Sophie Wenzlau, College of Business and Economics

“Outstanding,” “well-rounded,” and “truly exceptional” are some of the words faculty members use to describe Sophie Wenzlau, a Magna Cum Laude graduate who earned a Bachelor of Arts in Politics, Philosophy and Economics as well as a minor in French. Wenzlau, of Bainbridge Island, is the Outstanding Graduate in the University Honors program and has taken several challenging courses beyond those required for her major. In addition to her academic work at Western, Wenzlau has distinguished herself through significant study-abroad and international-service experiences. In summer 2011, Wenzlau was a research intern in India studying water security in the Thar Desert for the Jal Bhagirathi Foundation. Some of her research work was published in the Times of India. In fall quarter of 2010, she was an exchange student in Geneva studying international relations and Swiss agricultural security. In summer of 2007, Wenzlau volunteered in Madagascar where she conducted rural field interviews in French and taught English. Wenzlau has also been active in local service organizations; she is the vice president of WWU’s Economics Association and is an intern for the local Sustainable Connections nonprofit group. After graduation, Wenzlau will spend the summer as a research intern in agricultural security at the Worldwatch Institute in Washington D.C. She is the daughter of Charlie and Vicky Wenzlau of Bainbridge Island.

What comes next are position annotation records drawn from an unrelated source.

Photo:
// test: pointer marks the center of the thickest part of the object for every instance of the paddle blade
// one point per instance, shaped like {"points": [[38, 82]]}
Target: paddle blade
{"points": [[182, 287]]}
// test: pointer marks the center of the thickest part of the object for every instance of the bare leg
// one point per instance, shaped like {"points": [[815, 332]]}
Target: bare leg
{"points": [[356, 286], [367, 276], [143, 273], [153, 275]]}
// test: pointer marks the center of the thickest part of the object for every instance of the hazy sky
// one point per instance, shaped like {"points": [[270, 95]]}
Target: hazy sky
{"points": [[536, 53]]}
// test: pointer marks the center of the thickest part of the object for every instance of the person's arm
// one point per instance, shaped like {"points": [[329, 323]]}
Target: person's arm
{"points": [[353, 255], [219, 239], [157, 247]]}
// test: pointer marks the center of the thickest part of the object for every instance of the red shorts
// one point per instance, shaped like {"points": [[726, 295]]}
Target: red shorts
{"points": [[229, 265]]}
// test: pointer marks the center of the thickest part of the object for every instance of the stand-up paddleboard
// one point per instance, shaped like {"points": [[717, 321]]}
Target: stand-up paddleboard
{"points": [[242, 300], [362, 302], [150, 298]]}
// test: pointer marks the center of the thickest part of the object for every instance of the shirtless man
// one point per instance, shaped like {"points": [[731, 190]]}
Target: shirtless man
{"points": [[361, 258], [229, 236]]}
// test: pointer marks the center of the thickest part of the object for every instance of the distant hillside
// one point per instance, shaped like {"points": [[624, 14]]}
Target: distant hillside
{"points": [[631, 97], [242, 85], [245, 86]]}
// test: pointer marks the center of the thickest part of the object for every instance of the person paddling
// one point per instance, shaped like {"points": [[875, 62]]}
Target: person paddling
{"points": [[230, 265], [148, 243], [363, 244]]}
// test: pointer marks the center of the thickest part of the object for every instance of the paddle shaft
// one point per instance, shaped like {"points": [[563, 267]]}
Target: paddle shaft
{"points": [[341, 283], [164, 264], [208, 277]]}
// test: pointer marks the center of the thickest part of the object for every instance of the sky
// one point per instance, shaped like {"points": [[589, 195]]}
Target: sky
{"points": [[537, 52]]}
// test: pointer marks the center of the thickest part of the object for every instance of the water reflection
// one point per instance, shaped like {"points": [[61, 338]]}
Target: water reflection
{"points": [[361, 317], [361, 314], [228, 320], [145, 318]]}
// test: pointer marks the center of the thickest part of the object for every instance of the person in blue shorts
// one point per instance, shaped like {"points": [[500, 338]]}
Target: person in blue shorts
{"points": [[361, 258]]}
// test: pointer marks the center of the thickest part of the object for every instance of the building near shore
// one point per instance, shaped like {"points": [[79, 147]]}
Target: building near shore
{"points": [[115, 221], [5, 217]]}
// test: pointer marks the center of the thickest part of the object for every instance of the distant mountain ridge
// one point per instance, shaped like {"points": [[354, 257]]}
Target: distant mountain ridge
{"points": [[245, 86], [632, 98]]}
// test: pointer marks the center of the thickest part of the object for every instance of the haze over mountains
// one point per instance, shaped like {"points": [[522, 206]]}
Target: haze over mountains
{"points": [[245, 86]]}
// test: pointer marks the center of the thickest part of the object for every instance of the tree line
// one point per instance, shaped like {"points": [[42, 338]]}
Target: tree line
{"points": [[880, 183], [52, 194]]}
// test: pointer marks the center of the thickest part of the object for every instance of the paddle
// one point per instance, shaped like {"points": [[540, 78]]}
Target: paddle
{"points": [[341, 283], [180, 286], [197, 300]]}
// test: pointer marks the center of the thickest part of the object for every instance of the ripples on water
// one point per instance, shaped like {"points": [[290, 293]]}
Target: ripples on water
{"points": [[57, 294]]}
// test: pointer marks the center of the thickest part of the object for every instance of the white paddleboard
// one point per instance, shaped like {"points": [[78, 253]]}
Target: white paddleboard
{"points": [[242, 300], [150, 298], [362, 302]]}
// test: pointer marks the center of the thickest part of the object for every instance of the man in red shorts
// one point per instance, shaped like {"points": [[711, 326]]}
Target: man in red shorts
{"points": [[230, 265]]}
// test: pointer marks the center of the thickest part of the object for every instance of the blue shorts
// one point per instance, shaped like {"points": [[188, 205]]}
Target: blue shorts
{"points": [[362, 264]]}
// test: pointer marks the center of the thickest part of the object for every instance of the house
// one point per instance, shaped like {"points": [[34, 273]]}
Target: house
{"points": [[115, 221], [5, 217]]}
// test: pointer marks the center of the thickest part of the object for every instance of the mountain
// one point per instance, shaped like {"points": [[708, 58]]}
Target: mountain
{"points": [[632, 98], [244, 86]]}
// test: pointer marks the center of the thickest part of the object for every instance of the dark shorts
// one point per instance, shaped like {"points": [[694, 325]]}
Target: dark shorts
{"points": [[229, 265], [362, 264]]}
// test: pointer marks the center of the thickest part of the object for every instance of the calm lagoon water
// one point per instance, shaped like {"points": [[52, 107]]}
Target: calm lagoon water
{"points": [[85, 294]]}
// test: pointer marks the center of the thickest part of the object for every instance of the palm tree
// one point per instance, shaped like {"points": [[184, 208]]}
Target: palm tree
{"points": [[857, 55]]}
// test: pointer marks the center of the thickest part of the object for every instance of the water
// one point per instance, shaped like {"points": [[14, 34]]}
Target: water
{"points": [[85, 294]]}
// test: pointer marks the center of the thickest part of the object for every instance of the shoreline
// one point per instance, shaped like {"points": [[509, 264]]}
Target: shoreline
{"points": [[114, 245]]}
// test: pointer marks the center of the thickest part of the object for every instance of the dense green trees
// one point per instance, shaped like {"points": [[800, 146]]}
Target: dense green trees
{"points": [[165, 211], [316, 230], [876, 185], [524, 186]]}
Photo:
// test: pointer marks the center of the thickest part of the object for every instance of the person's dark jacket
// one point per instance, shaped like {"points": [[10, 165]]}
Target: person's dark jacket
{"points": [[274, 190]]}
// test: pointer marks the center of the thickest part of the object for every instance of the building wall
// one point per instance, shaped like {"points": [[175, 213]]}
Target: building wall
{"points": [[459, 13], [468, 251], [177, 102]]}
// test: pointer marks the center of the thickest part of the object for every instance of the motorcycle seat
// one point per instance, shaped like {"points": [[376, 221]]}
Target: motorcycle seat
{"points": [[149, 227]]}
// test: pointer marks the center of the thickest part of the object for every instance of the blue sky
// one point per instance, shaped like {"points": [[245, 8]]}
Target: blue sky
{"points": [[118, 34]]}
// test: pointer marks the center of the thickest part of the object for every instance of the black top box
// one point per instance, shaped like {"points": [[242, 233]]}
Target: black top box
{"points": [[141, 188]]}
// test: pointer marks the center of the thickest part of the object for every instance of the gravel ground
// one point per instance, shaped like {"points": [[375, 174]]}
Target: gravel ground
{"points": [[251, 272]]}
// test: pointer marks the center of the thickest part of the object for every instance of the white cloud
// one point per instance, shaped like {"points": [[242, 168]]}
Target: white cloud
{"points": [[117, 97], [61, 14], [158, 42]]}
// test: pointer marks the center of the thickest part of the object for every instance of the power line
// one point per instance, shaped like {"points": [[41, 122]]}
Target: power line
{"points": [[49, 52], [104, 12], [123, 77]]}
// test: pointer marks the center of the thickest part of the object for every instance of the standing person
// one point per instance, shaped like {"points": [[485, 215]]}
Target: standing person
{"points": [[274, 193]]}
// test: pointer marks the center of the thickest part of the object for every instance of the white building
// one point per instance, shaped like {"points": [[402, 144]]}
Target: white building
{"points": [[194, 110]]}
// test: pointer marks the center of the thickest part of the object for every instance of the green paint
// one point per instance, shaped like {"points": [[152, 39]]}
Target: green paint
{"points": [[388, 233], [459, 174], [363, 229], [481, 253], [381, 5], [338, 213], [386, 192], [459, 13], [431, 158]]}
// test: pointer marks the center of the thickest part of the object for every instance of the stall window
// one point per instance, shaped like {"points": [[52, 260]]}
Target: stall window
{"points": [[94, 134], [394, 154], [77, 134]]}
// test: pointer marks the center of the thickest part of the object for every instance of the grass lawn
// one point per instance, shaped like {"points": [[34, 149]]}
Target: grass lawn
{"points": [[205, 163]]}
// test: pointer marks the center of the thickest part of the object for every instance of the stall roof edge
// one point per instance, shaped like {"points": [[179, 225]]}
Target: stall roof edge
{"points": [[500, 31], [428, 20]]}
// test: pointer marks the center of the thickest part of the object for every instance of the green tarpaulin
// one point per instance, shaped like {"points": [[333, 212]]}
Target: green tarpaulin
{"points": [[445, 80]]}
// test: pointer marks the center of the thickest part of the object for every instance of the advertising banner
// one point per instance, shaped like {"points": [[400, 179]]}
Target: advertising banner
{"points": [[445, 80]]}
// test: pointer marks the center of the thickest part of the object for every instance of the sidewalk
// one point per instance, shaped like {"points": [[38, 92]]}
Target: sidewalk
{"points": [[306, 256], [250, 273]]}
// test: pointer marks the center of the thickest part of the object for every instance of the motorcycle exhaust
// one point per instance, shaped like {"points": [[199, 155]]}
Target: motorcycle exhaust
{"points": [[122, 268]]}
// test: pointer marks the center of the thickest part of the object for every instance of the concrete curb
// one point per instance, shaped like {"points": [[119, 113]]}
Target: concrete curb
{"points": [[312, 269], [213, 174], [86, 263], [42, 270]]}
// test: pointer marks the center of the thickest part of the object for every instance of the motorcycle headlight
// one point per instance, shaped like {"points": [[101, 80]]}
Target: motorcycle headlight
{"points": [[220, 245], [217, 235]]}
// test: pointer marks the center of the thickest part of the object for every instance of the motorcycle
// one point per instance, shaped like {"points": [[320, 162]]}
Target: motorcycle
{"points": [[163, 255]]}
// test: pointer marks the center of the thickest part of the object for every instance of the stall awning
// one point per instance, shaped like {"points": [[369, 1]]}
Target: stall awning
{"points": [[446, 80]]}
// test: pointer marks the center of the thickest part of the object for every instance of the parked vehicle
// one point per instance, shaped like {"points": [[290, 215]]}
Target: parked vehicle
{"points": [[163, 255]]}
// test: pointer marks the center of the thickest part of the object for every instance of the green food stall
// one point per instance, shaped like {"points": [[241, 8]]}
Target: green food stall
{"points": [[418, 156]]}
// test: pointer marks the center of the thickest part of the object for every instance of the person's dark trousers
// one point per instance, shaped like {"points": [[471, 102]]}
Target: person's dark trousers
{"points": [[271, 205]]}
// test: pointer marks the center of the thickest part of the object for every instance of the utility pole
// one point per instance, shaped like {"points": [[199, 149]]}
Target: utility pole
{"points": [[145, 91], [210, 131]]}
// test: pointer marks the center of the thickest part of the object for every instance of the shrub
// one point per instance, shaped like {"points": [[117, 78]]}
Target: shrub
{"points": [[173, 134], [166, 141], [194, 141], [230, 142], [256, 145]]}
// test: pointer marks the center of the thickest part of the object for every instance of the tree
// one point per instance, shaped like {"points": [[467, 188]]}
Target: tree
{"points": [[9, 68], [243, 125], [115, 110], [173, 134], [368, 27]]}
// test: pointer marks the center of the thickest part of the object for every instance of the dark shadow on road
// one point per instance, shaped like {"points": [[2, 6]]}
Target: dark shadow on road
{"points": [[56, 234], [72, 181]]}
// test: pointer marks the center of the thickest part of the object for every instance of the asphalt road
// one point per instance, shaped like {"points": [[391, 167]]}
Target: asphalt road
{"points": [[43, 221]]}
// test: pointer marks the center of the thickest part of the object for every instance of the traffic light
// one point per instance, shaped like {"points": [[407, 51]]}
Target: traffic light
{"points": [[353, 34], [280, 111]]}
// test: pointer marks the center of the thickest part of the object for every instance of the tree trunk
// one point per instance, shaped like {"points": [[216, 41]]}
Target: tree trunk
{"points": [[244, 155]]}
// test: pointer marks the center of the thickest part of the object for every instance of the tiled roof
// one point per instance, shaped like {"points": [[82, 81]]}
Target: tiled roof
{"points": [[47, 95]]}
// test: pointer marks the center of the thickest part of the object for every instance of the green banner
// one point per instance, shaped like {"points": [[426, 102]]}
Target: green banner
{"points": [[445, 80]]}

Heather Wrenn, College of Humanities and Social Sciences – Social and Behavioral Sciences Division

Heather Wrenn of Sammamish graduated Cum Laude from Western with a Bachelor of Arts degree. She double-majored in Psychology and Business Administration with a concentration in Human Resources Management. Her experience during her five years at Western has been shaped largely by her advocacy for equity. She held leadership positions in several campus organizations, most notably serving as Western chapter president of the Northwest Human Resource Management Association (NHRMA) and as Associated Students personnel coordinator. In her position with NHRMA, she collaborated with groups such as the Professional Women’s Association and the U.S. Marine Corps to host speakers and put on workshops to teach women skills for their professional lives. In her position with the AS Personnel Office, she helped in efforts to increase the representation of minority employees in the AS by expanding outreach efforts and improving hiring practices. “I want women to be just as prepared as their male counterparts to enter the professional workforce,” she said. “And I want ethnic minorities to have equal opportunities on campus.” As she pursues a career in human resources, she plans to continue studying the way diversity works in the workforce and finding ways to improve interactions. Wrenn is the daughter of Ann and Heaton Wrenn if Sammamish and a graduate of Eastlake High School.